Firmy produkcyjne czasem mają bardzo prostą metodę na promocję w zasięgu ręki, ale z tego nie korzystają. Dowiedz się, na czym ona polega z tego artykułu.
W poszukiwaniu metod promocji często firmy sięgają bardzo daleko. Zdarza się jednak, że zupełnie zapominają o tym, że najlepsza metoda promocji jest pod ręką i nie trzeba jej daleko szukać. Opowiem Wam krótką historię. Często odzywają się do mnie firmy, które sprzedają gadżety reklamowe. W ciągu ostatnich kilku lat odezwało się do mnie kilka firm, które sprzedają jeden specyficzny typ gadżetu, który szczególnie mnie interesował. Chodzi o coś, co można zjeść. Tym czymś są krówki reklamowe. Krówki reklamowe to klasyczne krówki, które są zawinięte w folię i papier, na którym może być nadrukowane np. logo firmy. Nie jest to może tak trwały nośnik reklamowy jak kubek 🙂 ale jest całkiem przydatny np. na targach.

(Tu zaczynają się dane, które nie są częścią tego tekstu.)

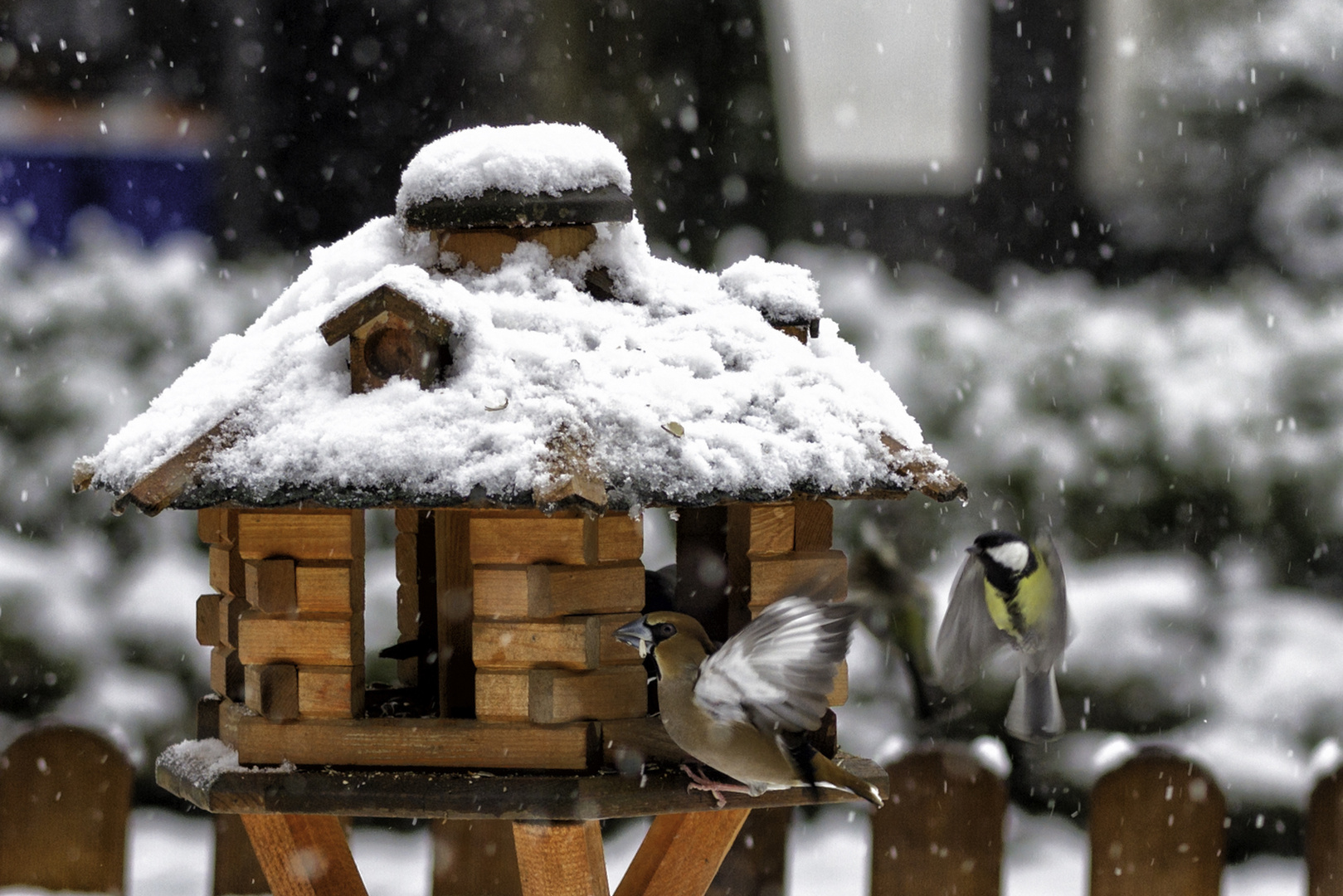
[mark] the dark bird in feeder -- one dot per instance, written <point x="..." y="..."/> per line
<point x="1009" y="592"/>
<point x="746" y="707"/>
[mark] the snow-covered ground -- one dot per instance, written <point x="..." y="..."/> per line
<point x="169" y="855"/>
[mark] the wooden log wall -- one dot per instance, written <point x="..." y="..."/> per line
<point x="286" y="624"/>
<point x="548" y="596"/>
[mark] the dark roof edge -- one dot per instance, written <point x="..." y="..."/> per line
<point x="505" y="208"/>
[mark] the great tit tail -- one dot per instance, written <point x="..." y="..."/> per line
<point x="828" y="772"/>
<point x="1036" y="712"/>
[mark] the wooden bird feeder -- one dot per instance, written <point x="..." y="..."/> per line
<point x="509" y="583"/>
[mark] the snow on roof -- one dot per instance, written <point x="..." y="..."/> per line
<point x="783" y="293"/>
<point x="679" y="391"/>
<point x="679" y="394"/>
<point x="524" y="158"/>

Jak wspomniałem odzywało się do mnie kilka firm sprzedających te krówki. Firmy te wydały jakieś pieniądze na e-mail marketing, aby dotrzeć do potencjalnych klientów, w tym np. do mnie. Mnie natomiast interesowało to, by dostać próbkę takich krówek. W związku z czym każdą taką firmę prosiłem o ich przesłanie 🙂 Żadna z nich nie zrobiła tego. Koszt kilku próbnych krówek nie jest duży, a zdecydowanie klient, który chce próbkę w kategoriach marketingu jest leadem. Leada należy podjąć i kontynuować z nim działanie. Jednak w przypadku tych firm coś poszło nie tak i mimo, że odpisałem i chciałem kontynuować temat, lead został stracony przez brak odpowiedzi z drugiej strony.
Niedawno napisała do mnie w sprawie krówek kolejna firma i o dziwo, w końcu, ta firma stanęła na wysokości zadania i napisała, że z przyjemnością prześle mi próbki. Na początku nie byłem tego taki pewien, ale ostatecznie dzisiaj kurier (!) przyniósł paczkę. W paczce znalazłem opakowanie z krówkami próbnymi z nadrukami różnych firm, ulotkę reklamową i wizytówkę. Krówki okazały się smaczne, nadruki wykonane dobrze, a opakowanie bardzo estetyczne (tutaj zobaczysz film: krówki reklamowe krowki.pl). Także teraz już wiem, gdzie będą zamawiał te gadżety reklamowe 🙂
Przy okazji tej historii chciałbym napisać o tym, o czym firmy często zapominają planując większe działania marketingowe. Po pierwsze nie wystarczy tylko odpalić reklamy, social media i e-mail marketing. Te wszystkie działania napędzają ruch, zapytania, sprzedaż. Ale, żeby to ostatnie miało miejsce, trzeba zmienić leady w klientów. Leadem można nazwać kogoś, kto wyraził wstępne zainteresowanie naszymi produktami. Z takim leadem trzeba podtrzymywać kontakt w trakcie procesu prowadzącego do sprzedaży. Nie można liczyć na to, że od razu, każdy kto do nas napisze, zrobi zamówienie. Może potrzebować dodatkowych informacji, próbek itd. W firmie musi być ktoś, kto ma czas, chęci i motywację, żeby takie tematy prowadzić.
Warto też zastanowić się, czy i my nie mamy w ofercie produktów, którymi możemy promować firmę. Każda firma produkująca coś fizycznego, może znaleźć z pewnością coś, co można kształtować, zmieniać, modyfikować, albo wysyłać jako próbki. Nawet jeśli to nie jest producent krówek reklamowych, nawet jeśli produkt nie jest hand-made. Rozejrzyj się wśród swojego asortymentu. Może warto by było zrobić parę zdjęć w wyższej rozdzielczości? Może wideo? Albo wysyłać jakieś drobne produkty jako próbki? Przybliżenie klientowi produktu, który ma zamiar kupić ułatwi mu decyzję. Gdy będzie mógł spróbować go, dotknąć, zobaczyć lepiej.
Podsumowując powyższy wywód dwie rzeczy, o których warto pamiętać:
Utrzymuj kontakt z leadami.
Reklamuj firmę produktami.
To tak proste. A jednak tak często zapominane!